The Vita is the perfect home for the bite-sized gameplay that Joe Danger offers. Each level is very conducive to quickly playing a couple of rounds, so it’s perfect for Sony’s on-the-go beast of a handheld. Don’t think this means that one won’t want to sit for long gaming sessions with Joe though. The quickness of each level perpetuates the ‘just one more run’ mentality that could have you playing far past when you intended. The only problem I found with these long play sessions was that my hands would cramp up while trying to articulate all of the buttons to pull off the precise moves needed to complete each level. The Vita doesn’t hold up well to long sessions of high intensity games like Joe Danger that have you holding down trigger buttons and sliding your thumbs rapidly across the face of the device, all while still trying to hold it in such a way that you can see the screen. This didn’t manifest until well into my play sessions, but always forced me to eventually put down the Vita and relax my hands.
The Vita version also comes with more levels and characters than the original, including the Laboratory, which PlayStation gamers missed out on in Joe’s original outing on the PS3. Joe Danger 2 introduced ghost replays that allow you to see previous runs of that level, and they have been incorporated into the gameplay for Joe Danger on Vita. These can be really helpful for those dedicated players that want to pick up on their mistakes and learn how to perfect their line, so it was a great feature to bring back to this original title. The graphics look great on the Vita and the game runs as smoothly as we’ve come to expect from Joe and his flipping motorcycle.

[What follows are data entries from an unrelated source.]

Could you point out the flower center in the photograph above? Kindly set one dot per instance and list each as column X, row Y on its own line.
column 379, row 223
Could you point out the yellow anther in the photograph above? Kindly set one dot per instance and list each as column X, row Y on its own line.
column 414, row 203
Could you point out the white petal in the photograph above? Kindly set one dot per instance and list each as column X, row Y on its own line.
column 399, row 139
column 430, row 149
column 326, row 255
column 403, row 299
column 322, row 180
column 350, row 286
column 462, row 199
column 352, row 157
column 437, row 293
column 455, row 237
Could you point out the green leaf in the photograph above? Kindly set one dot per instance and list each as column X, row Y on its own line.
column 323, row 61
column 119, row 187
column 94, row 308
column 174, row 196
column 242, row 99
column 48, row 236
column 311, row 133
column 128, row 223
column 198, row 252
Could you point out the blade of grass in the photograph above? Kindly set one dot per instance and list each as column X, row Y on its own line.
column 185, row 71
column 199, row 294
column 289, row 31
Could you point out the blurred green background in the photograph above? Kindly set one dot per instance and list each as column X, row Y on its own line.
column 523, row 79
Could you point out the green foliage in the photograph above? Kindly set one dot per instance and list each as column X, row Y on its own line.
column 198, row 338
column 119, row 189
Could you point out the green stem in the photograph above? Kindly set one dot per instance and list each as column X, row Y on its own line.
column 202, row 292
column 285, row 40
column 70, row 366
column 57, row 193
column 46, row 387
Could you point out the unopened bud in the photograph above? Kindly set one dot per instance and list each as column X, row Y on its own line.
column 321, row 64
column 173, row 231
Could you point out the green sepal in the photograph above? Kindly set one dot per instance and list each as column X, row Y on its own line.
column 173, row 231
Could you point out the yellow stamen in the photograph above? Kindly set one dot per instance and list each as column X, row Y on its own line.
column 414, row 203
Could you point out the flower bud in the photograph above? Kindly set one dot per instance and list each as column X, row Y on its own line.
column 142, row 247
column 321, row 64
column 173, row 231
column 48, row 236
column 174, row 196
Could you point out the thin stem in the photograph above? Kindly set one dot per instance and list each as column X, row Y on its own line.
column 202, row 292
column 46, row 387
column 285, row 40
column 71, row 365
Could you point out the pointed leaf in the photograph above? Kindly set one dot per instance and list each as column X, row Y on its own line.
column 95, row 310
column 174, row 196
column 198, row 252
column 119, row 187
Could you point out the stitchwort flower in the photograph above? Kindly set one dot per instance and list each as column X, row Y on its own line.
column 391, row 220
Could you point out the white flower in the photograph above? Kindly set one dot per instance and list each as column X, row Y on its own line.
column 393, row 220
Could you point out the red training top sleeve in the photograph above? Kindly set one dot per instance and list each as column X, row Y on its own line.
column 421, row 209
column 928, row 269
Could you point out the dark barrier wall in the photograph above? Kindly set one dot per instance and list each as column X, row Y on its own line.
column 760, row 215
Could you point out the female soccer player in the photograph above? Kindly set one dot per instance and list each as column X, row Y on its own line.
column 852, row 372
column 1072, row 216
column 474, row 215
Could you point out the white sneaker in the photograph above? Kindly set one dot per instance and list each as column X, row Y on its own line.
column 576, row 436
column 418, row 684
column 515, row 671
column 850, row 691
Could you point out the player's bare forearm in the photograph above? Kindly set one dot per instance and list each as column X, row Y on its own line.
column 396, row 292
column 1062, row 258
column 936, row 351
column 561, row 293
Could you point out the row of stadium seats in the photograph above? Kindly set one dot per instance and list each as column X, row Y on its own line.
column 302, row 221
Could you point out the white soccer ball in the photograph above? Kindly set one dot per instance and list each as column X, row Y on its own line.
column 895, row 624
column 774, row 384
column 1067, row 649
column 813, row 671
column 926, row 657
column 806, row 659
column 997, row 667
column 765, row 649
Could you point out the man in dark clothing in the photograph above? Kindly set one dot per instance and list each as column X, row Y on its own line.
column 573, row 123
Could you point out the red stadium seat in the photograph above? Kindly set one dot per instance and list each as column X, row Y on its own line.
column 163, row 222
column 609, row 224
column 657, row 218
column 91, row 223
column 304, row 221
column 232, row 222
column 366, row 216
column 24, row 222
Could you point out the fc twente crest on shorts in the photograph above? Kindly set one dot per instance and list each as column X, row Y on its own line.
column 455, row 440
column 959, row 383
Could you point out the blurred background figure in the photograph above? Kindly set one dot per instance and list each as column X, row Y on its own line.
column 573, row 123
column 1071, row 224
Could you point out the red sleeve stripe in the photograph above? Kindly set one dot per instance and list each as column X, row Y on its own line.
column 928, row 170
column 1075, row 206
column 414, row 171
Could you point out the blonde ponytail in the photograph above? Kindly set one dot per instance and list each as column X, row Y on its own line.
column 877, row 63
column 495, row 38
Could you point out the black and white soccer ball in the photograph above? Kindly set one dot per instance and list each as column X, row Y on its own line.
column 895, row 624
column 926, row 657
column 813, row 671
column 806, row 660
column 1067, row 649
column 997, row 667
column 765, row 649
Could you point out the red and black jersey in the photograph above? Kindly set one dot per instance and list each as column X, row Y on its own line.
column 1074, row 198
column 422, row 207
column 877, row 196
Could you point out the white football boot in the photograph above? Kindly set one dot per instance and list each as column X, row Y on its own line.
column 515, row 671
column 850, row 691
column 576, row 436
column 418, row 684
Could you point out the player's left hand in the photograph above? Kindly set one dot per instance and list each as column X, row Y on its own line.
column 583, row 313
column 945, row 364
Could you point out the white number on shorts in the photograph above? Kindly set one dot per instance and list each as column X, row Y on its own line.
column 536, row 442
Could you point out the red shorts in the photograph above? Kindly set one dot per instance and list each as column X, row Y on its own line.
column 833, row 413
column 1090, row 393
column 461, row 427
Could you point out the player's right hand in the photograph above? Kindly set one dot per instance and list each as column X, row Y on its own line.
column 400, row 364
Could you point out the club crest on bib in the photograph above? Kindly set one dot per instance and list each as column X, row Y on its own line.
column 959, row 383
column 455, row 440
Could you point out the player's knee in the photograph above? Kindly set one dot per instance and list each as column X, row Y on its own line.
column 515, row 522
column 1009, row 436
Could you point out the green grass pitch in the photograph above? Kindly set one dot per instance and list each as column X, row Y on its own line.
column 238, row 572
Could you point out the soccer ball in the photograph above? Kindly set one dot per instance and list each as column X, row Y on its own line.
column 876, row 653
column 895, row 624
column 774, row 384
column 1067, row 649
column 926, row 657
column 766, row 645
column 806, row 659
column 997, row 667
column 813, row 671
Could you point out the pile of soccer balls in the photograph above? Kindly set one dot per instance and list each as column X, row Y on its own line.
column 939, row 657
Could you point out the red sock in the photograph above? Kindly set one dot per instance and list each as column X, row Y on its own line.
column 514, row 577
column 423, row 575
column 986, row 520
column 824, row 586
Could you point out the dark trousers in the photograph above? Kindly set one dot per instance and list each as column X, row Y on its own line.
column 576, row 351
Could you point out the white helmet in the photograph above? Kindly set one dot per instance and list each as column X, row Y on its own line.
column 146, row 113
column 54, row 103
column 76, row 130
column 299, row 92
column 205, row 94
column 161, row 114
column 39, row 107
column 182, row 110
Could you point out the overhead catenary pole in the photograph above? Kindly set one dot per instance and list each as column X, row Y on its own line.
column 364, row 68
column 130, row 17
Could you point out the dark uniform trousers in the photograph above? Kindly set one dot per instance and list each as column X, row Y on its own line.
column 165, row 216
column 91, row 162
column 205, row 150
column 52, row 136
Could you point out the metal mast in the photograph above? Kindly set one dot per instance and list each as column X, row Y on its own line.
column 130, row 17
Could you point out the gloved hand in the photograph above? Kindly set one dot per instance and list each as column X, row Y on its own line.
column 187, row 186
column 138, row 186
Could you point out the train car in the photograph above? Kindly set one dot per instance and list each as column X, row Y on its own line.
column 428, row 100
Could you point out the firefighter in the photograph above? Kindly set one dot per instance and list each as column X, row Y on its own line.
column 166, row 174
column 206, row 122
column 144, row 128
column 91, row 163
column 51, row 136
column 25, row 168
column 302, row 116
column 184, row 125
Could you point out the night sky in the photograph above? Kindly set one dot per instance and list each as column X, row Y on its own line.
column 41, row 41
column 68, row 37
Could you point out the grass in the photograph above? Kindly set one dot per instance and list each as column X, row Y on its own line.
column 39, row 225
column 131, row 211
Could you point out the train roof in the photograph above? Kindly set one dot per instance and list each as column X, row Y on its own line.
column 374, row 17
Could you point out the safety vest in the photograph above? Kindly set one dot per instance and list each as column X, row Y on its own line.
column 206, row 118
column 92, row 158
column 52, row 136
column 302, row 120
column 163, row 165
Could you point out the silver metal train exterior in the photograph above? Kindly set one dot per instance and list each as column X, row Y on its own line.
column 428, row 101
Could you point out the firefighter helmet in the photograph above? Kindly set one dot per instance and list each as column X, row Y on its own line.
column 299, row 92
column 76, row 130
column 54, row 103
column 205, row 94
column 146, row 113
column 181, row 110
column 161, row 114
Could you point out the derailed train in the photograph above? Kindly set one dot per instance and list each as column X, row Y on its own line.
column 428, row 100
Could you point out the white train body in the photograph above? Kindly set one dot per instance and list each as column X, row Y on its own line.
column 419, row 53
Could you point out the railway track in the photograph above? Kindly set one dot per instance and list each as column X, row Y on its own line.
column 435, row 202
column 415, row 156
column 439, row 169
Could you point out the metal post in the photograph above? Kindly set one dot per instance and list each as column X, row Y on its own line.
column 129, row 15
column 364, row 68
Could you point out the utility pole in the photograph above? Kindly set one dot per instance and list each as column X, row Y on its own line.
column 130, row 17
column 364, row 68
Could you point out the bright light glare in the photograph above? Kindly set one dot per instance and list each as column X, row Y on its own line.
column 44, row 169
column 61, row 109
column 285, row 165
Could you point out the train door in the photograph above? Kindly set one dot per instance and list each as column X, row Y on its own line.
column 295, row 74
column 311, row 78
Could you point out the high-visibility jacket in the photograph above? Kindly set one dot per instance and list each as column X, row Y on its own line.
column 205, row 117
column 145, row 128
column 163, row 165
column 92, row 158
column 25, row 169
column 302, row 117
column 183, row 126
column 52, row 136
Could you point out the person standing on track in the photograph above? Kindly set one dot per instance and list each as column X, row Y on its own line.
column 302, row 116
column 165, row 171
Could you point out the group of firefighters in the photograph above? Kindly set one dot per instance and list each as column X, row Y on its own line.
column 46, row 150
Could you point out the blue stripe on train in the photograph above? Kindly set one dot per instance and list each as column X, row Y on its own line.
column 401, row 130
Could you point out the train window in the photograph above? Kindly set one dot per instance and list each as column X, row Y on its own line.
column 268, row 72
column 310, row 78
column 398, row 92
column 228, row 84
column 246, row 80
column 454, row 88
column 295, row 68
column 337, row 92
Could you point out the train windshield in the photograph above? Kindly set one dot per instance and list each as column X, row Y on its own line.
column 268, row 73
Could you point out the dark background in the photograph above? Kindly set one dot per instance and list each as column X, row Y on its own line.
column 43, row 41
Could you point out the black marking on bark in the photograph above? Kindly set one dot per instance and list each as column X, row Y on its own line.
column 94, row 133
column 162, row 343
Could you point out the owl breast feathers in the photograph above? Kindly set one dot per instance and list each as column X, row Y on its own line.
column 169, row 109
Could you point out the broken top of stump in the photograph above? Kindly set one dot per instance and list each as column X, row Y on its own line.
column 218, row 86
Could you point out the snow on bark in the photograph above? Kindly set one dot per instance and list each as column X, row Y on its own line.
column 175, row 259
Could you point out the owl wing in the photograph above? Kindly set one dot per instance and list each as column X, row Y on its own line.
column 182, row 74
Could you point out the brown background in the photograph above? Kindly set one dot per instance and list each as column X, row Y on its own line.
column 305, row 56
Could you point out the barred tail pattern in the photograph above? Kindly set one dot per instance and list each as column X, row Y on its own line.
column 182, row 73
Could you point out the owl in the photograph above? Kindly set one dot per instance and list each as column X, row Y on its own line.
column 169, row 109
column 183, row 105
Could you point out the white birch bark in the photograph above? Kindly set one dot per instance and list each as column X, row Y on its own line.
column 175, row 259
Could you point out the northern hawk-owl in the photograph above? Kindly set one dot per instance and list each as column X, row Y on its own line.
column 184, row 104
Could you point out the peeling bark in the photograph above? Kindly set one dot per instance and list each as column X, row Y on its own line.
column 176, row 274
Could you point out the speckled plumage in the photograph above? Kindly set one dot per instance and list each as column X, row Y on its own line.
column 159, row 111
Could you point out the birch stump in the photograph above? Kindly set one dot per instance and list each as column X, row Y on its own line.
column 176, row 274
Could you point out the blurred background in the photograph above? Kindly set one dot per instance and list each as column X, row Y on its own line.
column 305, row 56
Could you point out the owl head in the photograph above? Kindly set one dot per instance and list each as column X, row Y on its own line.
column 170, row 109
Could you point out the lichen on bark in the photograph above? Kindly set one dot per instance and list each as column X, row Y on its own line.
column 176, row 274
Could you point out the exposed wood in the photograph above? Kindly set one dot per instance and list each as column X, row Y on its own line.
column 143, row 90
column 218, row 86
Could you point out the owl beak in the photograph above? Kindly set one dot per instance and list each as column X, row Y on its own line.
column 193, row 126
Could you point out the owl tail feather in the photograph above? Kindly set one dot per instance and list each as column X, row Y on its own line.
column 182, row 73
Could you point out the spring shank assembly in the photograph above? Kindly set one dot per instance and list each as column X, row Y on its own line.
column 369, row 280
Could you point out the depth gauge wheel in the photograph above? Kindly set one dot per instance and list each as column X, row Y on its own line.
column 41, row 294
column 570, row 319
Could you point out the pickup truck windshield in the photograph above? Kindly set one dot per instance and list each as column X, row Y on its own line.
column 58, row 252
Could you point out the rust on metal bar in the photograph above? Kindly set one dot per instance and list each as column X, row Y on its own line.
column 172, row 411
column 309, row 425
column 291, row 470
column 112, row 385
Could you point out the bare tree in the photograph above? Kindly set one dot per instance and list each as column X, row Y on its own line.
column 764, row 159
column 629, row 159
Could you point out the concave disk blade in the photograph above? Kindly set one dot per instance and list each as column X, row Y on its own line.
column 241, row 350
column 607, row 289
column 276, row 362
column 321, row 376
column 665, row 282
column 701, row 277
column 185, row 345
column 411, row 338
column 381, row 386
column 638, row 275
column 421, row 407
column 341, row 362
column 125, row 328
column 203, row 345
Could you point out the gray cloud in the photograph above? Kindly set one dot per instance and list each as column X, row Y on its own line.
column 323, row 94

There is also a level editor that works great on the Vita. It allows you to create your own courses and challenges, all with the use of the touchscreen. If you get tired of the 80+ courses that are already in the game, challenge yourself or your friends with things created in the level editor to extend your time with the game.
This is Joe Danger Plus. Take everything great from the PS3 release, add characters, levels, and features that were introduced in Joe Danger 2, and you have a game that holds up great even four years after its original release. Bringing Joe to the Vita was the right move, and aching hands are only an issue because it’s a game that I can’t seem to put down.